An International team of scientists watched the largest-known star in the universe "breathing its last breaths."

The researchers watched the massive star throwing out its final layers. The observations are a "vital step in understanding how massive stars return enriched material to the interstellar medium - the space between stars - which is necessary for forming planetary systems," a Royal Astronomical Society news release reported.

Larger stars have shorter and more dramatic lives than their smaller peers. Some of the hugest stars lived for only a few million years before running out of fuel and exploding as a supernova.

At the end of their lives, these stellar giants become "highly unstable" and spit out a massive amount of material.

"This material has been enriched by nuclear reactions deep within the star and includes many of the elements necessary for forming rocky planets like our Earth, such as silicon and magnesium, and which are also the basis for life. How this material is ejected and how this affects the evolution of the star is however still a mystery," the news release stated.

The team used the European Southern Observatory's Very Large Telescope Survey Telescope (VST) to discover the most massive star cluster in our galaxy, called Westerlund 1.

The cluster is home to hundreds of thousands of stars and is the closest researchers have come to looking at even more massive clusters in distant galaxies.

 The cluster is around 16,000 away from Earth and can be seen in the constellation Ara (The Altar).

The team noticed a cloud of glowing-green hydrogen gas surrounding a star dubbedW26. "Such glowing clouds are ionised, meaning that the electrons have been stripped away from the atoms of hydrogen gas," the news release reported.

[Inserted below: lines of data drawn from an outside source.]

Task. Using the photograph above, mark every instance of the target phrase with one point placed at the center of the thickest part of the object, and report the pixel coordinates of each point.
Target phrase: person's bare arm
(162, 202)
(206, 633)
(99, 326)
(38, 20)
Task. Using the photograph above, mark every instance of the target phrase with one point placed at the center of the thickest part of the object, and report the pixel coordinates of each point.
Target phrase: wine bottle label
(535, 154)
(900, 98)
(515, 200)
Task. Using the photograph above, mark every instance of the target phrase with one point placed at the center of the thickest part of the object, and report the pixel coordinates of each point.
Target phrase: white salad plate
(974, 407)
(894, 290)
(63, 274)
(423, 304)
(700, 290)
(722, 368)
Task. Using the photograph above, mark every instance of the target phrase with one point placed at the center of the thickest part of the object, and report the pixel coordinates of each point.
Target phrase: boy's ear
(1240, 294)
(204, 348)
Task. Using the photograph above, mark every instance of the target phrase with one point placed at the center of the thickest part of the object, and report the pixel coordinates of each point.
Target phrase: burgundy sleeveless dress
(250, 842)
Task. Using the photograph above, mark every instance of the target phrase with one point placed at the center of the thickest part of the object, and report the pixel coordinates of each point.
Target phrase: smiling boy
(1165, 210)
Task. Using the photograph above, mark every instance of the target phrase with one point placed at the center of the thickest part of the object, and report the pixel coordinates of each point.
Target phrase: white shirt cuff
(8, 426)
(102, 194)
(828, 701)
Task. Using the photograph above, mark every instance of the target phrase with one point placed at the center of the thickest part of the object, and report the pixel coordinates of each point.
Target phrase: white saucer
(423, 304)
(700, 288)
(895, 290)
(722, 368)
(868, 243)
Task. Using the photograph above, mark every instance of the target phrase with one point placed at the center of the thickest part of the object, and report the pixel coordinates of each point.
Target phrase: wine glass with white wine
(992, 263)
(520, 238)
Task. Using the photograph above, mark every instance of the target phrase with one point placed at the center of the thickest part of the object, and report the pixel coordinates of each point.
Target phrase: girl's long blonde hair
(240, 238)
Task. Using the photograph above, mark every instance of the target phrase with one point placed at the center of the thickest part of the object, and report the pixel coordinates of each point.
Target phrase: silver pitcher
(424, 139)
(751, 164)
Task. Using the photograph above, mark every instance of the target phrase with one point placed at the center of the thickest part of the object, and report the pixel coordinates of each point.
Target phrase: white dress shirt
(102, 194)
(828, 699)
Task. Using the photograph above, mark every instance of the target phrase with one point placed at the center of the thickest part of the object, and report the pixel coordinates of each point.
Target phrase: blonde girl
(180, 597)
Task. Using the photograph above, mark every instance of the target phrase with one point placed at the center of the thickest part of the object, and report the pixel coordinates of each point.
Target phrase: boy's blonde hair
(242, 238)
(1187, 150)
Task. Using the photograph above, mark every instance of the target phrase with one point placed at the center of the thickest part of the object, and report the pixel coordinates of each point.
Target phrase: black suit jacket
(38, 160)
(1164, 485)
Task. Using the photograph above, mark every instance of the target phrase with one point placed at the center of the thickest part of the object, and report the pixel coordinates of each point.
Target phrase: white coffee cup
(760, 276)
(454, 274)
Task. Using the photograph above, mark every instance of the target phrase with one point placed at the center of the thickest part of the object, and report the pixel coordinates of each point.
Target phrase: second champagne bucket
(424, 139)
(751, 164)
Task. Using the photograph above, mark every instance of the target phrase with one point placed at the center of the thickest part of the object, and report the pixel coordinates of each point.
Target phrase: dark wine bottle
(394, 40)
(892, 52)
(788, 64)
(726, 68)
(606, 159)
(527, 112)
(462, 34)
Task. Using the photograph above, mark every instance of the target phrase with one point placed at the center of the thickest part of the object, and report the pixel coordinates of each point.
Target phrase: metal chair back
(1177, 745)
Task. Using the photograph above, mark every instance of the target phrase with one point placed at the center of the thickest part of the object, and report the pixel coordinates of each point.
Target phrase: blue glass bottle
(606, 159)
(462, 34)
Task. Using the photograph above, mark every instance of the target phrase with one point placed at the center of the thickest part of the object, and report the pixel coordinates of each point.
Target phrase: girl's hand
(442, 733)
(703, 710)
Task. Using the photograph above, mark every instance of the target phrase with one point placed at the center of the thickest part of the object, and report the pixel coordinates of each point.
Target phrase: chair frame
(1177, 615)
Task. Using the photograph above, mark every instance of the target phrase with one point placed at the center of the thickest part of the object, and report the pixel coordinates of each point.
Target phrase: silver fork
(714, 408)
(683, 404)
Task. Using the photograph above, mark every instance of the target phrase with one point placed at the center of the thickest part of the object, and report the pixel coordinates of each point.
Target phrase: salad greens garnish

This type of cloud is almost never found near a red supergiant like W26, in fact this is the first time scientists have seen anything like it.

Since W26 is most likely not hot enough to create the glow itself, the researchers suggested the source of the light could be a nearby "hot blue star" or a hotter "companion star."

The team noticed the star was most likely the largest ever discovered, having a radius 1,500 times larger than the Sun. The team believes the star is on its last legs.

"The nebula observed around W26 is very similar to the nebula surrounding SN1987A, the remnant of a star that exploded as a supernova in 1987. SN1987A was the closest observed supernova to Earth since 1604 and as such it gave astronomers a chance to better study the properties of these explosions. Studying objects like the new nebula around W26 will help astronomers to understand the mass loss processes around these massive stars, which eventually lead to their explosive demise," the news release reported.